Não acho que Trump seja um pré-Hitler, até porque, com 3% de crescimento e quase pleno emprego, os Estados Unidos estão longe de qualquer comparação com a República de Weimar. Apesar das suas muitas idiossincrasias, é muito mais confiável do que Putin, Erdogan e companhia. Mas não se pode perder de vista a novidade radical da sua vitória: pela primeira vez, o populismo protestante não está nas ruas, mas sentado à secretária da Sala Oval. O “trumpismo” mostrou que é possível “lá” chegar; e mostrou-o pela porta gigantesca da eleição presidencial americana. Se imaginarmos que o nome europeu do “trumpismo” é o “euroceticismo” das direitas populistas e xenófobas que por aqui proliferam, percebemos que da América pode estar a vir um precedente e um alento para outros Trumps – se calhar bem mais perigosos. Uma direita muito musculada e pouco recomendável já tomou conta da Hungria ou da Finlândia. E no próximo ano, a França, a Alemanha, a Holanda e a Áustria vão a eleições.
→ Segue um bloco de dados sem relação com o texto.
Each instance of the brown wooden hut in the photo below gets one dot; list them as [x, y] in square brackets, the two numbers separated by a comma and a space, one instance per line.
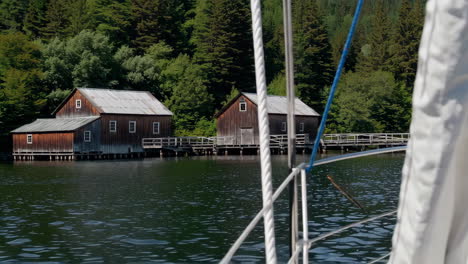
[95, 122]
[237, 121]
Ter Marine le Pen no Palácio do Eliseu ou Frauke “Adolfina” Petry na chancelaria de Berlim é um pesadelo para qualquer europeu; mas esses cenários ficaram menos irreais com a eleição de Trump – e é preciso tomá-los a sério.
Habituámo-nos a olhar para os EUA como a maior democracia do mundo e ao seu presidente como o líder do mundo livre. Neste momento, vendo as notícias, aparições e declarações do presidente eleito, não consigo ver isso em Donald Trump. Mas espero que, com uma ou outra excentricidade anedótica pelo caminho, ele não deixe de o ser.